Champs de blé à perte de vue, jaune éblouissant qui ondoie sous un ciel trop bleu, terrifiante précision des tiges et des feuillages sous lesquels se glissent les enfants pour accomplir leur farce sanglante. D'emblée, je suis transportée dans l'atmosphère d'un tableau préraphaélite à la John Everett Millais où la netteté du dessin hyper-réaliste, la densité des couleurs et l'épaisseur des lumières caressant l'immensité suscitent l'inquiétude puis l'effroi. Un "style grotesque et bizarre" comme on qualifiait la peinture préraphaélite, équilibre impossible entre un réalisme cru, violent et le voile diffus de la fantasmagorie.
Nous regardons le monde impitoyable des adultes à travers le regard de l'enfant, ses yeux grands-ouverts sur ce qui l'entoure, chagrins hurlés, frustrations rancunières, désirs et pulsions cachées, cruauté et souffrance qui lui sont incompréhensibles. Car rien ne lui est épargné, on ne lui cache rien mais on ne lui explique rien, tout entier dans son regard muet, il est le miroir contraint de subir le déferlement égoïste et sans retenue des tortures émotionnelles des adultes et le monde familier se déforme subtilement , vaste et insondable, inondé de lumière trop crue, de crépuscules rougeoyants ou d'opaque noirceur, cachant je ne sais quoi dans ses replis, des vampires ou des anges aux ailes coupées.

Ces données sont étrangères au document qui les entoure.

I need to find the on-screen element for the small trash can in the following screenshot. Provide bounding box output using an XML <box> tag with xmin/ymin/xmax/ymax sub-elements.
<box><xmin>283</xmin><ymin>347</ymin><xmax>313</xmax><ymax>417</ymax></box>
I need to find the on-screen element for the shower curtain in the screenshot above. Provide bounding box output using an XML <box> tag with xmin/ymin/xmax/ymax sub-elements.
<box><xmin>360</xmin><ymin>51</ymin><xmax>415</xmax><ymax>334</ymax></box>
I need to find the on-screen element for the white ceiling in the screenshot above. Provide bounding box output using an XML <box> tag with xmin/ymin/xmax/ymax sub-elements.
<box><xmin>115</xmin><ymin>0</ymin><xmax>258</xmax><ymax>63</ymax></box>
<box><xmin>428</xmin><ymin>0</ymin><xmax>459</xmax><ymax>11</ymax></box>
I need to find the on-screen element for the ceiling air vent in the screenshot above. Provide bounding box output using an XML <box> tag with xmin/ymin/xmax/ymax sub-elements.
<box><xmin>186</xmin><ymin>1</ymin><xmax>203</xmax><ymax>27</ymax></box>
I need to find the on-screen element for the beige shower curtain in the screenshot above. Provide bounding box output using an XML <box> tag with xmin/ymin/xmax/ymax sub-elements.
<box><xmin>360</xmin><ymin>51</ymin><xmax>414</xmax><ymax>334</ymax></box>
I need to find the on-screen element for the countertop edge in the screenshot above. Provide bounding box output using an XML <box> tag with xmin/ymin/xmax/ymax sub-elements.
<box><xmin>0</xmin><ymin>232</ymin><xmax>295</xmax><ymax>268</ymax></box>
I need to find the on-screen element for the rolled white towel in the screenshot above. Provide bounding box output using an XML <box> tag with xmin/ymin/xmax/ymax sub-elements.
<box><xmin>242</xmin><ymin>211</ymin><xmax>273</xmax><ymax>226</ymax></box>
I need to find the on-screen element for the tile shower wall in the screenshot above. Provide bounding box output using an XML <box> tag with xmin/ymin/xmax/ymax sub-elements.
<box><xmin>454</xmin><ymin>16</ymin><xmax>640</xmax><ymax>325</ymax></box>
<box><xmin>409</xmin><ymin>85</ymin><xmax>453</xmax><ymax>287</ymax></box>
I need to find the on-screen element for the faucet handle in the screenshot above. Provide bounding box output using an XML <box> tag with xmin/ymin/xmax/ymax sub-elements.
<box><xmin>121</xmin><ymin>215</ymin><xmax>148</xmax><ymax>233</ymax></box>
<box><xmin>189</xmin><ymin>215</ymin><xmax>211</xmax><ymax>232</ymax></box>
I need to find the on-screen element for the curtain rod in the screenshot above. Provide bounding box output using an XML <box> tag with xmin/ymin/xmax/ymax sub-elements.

Époustouflant de beauté et de poésie, de bout en bout, chaque image est un tableau, une œuvre à part entière, et l'on coule de l'un à l'autre sur le fil de la musique, envoutante mélancolie, soutenant et décuplant les émotions: Immensité des champs à perte de vue, bicoques de bois noircis dressées acérées, intérieurs drapés de lumière, parsemés de symboles, visages et corps se figeant dans des attitudes aux lyrisme poignant, tout est tableau puissamment évocateur. Chaque plan parfaitement cadré, chaque image composée avec soin, chaque détail à sa place. Quel travail! Quelle œuvre! Quelle puissance! Car loin d'un esthétisme purement visuel, la beauté vivante, violente et charnelle jaillit des tripes et nous happe, nous avale, nous submerge: la terrible beauté de l'effroi, l'horreur qui se cache dans la lumière.
Miroir de la réalité transfigurée par le filtre de l'émotion, l'imagination, seule façon de la comprendre et de l'intégrer, seule façon de l'aborder sans en être détruit, l'âme disloquée par une révélation aussi implacable de tout ce que la condition humaine a d'effroyable et de terrifiant. Les sujets abordés, parfois effleurés ou suggérés sont terribles, mais peu à peu distillés sous le déguisement du rêve ou du cauchemar, nimbés de la clarté d'un conte macabre, ils nous pénètrent et nous poursuivent, s'accrochent à nos souvenirs, visions fantastiques d'une brutalité implacable et d'une tragique beauté. La marque des images continue de laisser sa trace en moi, évoluer et creuser son empreinte plus profondément et précisément, mais goutte à goutte, à mesure de ma capacité à l'accepter, déchirement de noirceur impossible à regarder directement, mais par l'entremise d'un miroir, et d'images persistantes, l'enfant nous renvoie notre propre épouvante sans justification, sans explication, telle qu'elle lui est assenée, implacable poésie de l'horreur. Magnifique et bouleversant, saisissant de beauté poignante.